The Germans use 5.6x57mm RWS with bullets 60gr or so for red deer. You can get similar bullets at similar velocity for 5.56x45mm ARs which are adequate for whitetail deer (used only where the caliber/energy levels are legal under state game laws.)
Personally, I don't think 5.56 is adequate for stopping a bear attack. I don't bear hunt but black bear attack is a possibility (defending against a bear attack would initially be treated as an illegal bear kill so I consciously practice bear avoidance when in the mountains; they are cool to observe from a distance). The lightest gun I own that I would consider adequate for bear protection is my 6.5mm Carcano with 160gr bullet ~2000 fps for deep penetration. Marlin in .30-30 Winchester second step up. Then my .303 Enfield. What I have heard is recommended for bear defense in Alaska as a minimum is the 12ga with 1 ounce slug. The last time we camped out on the mountain on family property in Tennessee we had 12ga just in case.

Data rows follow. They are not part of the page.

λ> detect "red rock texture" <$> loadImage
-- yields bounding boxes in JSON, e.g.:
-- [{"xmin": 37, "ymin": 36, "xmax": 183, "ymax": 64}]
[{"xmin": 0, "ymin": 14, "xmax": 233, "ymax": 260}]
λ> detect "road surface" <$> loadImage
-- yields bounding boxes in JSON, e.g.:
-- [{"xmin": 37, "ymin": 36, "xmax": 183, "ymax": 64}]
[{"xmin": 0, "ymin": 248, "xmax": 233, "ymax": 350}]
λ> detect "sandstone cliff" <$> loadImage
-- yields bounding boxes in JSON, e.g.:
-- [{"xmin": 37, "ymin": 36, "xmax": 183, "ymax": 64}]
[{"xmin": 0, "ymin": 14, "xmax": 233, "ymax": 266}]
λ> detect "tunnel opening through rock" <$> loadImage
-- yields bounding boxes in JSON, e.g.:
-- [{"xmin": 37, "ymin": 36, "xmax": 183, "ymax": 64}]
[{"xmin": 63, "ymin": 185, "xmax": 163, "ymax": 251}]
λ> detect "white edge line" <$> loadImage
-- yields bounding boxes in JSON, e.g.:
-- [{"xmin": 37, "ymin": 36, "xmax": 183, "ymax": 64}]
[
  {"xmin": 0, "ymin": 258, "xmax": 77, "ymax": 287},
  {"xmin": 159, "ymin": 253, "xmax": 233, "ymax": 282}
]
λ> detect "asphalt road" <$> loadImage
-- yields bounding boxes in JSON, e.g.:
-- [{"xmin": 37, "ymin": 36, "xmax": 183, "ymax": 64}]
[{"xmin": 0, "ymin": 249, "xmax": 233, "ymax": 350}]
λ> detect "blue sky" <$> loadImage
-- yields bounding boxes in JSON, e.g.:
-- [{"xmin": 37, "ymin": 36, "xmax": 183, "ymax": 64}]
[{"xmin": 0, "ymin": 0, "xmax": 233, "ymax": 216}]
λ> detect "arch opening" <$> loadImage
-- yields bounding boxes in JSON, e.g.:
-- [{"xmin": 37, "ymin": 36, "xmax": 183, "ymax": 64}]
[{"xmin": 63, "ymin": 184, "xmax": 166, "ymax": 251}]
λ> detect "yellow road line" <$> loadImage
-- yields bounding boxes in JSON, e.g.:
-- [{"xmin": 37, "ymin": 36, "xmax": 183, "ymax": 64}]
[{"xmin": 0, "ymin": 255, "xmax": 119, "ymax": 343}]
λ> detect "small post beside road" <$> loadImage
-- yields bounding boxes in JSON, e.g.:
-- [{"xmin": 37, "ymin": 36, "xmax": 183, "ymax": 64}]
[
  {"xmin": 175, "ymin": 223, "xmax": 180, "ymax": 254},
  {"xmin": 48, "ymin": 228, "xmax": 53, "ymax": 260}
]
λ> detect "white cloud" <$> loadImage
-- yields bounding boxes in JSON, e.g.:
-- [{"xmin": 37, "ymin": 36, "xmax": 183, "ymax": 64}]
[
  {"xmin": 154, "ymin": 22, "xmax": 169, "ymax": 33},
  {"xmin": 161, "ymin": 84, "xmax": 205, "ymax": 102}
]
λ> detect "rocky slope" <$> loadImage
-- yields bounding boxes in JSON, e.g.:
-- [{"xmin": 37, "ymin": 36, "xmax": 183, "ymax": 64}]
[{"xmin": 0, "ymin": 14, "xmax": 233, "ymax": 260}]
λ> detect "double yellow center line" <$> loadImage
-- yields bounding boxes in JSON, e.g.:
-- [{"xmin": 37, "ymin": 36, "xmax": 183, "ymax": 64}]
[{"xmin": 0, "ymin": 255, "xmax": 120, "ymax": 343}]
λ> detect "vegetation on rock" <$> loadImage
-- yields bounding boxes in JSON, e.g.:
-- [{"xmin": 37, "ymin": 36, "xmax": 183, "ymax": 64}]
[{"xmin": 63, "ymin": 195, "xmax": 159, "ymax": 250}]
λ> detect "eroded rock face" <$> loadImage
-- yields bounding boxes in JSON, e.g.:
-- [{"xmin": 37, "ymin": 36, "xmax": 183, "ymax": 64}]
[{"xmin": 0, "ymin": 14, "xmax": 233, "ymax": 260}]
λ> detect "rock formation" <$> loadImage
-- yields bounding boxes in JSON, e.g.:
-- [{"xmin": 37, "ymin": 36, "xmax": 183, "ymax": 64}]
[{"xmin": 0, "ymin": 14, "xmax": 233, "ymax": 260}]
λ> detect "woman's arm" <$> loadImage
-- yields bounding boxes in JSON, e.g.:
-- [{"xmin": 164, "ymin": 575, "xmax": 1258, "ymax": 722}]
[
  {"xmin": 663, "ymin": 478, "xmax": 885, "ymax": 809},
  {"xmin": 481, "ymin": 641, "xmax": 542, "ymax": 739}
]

I notice the opening post is from a member in Seattle WA. Washington State has bigger bears. I have been warned by people with more experience than myself that 5.56 does not have the penetration or bullet momentum to reliably kill eastern black bear. I will opine that 5.56 does not have the penetration or bullet weight to stop a western brown or grizzly bear in attack mode.
I don't know bear anatomy well enough to determine what would be "perfect placement" with an inadequate round; in a bear attack I would prefer to bet my life on center-of-mass with 12ga 1 ounce slug. Poaching does involve taking the time to place a shot perfectly; as I recall, the reason we saw no deer on the mountain in the 1950s was that folks had fed their families during the Depression by shooting deer with squirrel rifles until there was no sustainable deer population left (but they have made a comeback). Defense against bear attack does not allow time for surgical shot placement.

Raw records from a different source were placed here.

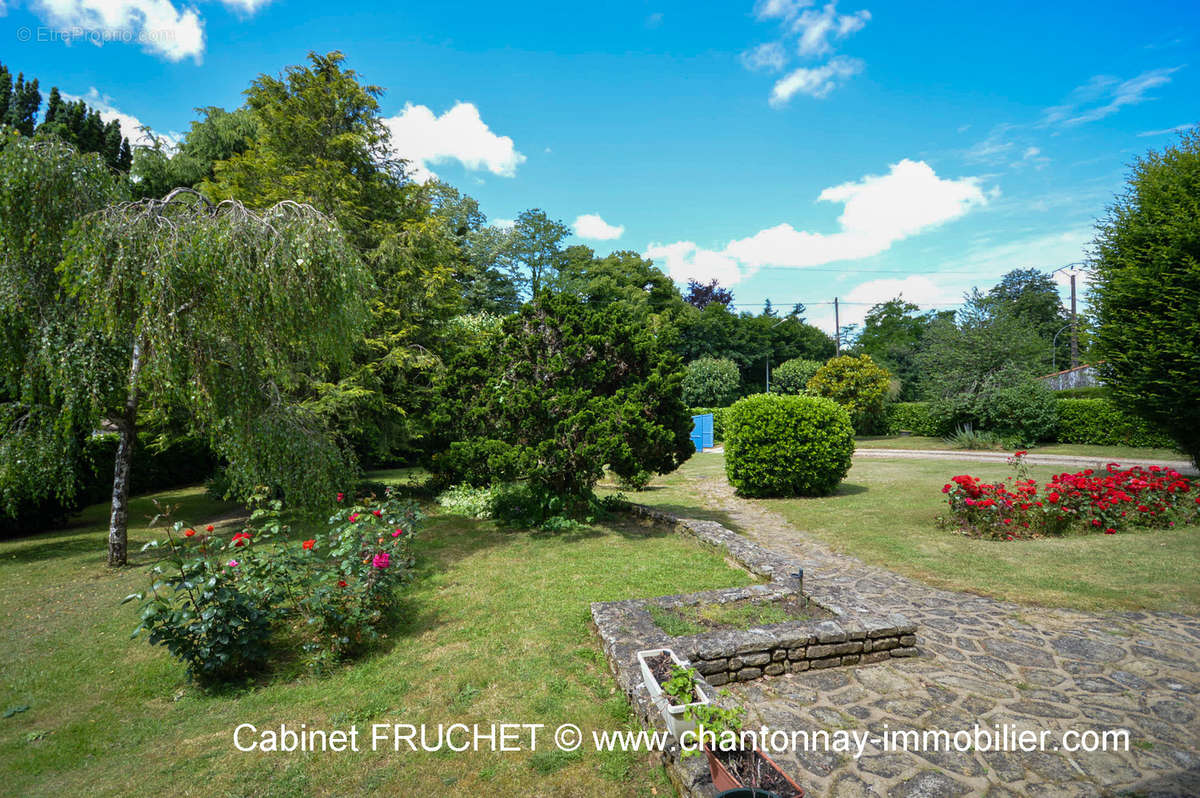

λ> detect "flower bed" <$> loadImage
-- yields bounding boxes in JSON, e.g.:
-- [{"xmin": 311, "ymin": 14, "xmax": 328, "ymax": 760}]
[{"xmin": 942, "ymin": 451, "xmax": 1200, "ymax": 540}]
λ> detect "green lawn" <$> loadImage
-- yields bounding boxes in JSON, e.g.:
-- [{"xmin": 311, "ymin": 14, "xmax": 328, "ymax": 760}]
[
  {"xmin": 854, "ymin": 436, "xmax": 1187, "ymax": 461},
  {"xmin": 630, "ymin": 454, "xmax": 1200, "ymax": 612},
  {"xmin": 0, "ymin": 480, "xmax": 751, "ymax": 796}
]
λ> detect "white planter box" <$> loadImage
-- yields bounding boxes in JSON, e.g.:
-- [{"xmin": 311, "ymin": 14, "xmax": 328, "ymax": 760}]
[{"xmin": 637, "ymin": 648, "xmax": 709, "ymax": 740}]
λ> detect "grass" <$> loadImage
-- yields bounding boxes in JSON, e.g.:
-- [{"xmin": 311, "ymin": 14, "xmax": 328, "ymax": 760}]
[
  {"xmin": 630, "ymin": 454, "xmax": 1200, "ymax": 613},
  {"xmin": 0, "ymin": 475, "xmax": 751, "ymax": 797},
  {"xmin": 854, "ymin": 436, "xmax": 1187, "ymax": 461}
]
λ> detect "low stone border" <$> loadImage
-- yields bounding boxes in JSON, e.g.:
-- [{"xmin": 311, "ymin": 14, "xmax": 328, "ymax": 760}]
[{"xmin": 592, "ymin": 504, "xmax": 918, "ymax": 796}]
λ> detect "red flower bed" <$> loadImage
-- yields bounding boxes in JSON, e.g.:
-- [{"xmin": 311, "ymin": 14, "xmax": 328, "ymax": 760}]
[{"xmin": 942, "ymin": 452, "xmax": 1200, "ymax": 540}]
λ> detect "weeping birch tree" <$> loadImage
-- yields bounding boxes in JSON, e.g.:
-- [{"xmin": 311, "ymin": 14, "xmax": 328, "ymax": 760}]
[{"xmin": 54, "ymin": 190, "xmax": 372, "ymax": 565}]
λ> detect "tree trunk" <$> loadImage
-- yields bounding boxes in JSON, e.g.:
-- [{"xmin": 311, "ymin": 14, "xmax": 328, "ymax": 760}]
[
  {"xmin": 108, "ymin": 420, "xmax": 137, "ymax": 566},
  {"xmin": 108, "ymin": 340, "xmax": 142, "ymax": 566}
]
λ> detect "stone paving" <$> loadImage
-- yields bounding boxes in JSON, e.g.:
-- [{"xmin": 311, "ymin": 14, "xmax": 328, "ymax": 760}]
[{"xmin": 662, "ymin": 479, "xmax": 1200, "ymax": 798}]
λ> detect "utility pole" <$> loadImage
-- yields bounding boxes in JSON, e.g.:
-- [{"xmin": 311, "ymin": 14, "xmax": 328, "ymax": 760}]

As far as scaring a bear away, people have stood their ground like they belonged where they were and yelled at bears to go away; bears supposedly respect other critter's territory as long as their own is not threatened (or at least it worked for Anthony Hopkins in
The Edge).
I don't know about Washington State but in Tennessee I expect a self-defense shooting of a bear to be treated as an illegal kill until some kind of hearing: initial forfeit of gun and vehicle and fine, unless the hearing determines self-defense and not poaching.
I do wish the opening post had been
Can X caliber stop a charging bear? Then I could have recycled my old answer to
that question: only if you're good enough to shoot the card out of its paw. (Come to think of it, I stole that joke from someone else. Shameless.)
I'm confident a 30 rounder FMJ blast coming from a full auto M16 may stop a grizzly attack
I'm confident in a grizzly attack that a 30 rounder FMJ blast coming from a full auto M16 may have the first two or three rounds on the target and the rest on the countryside.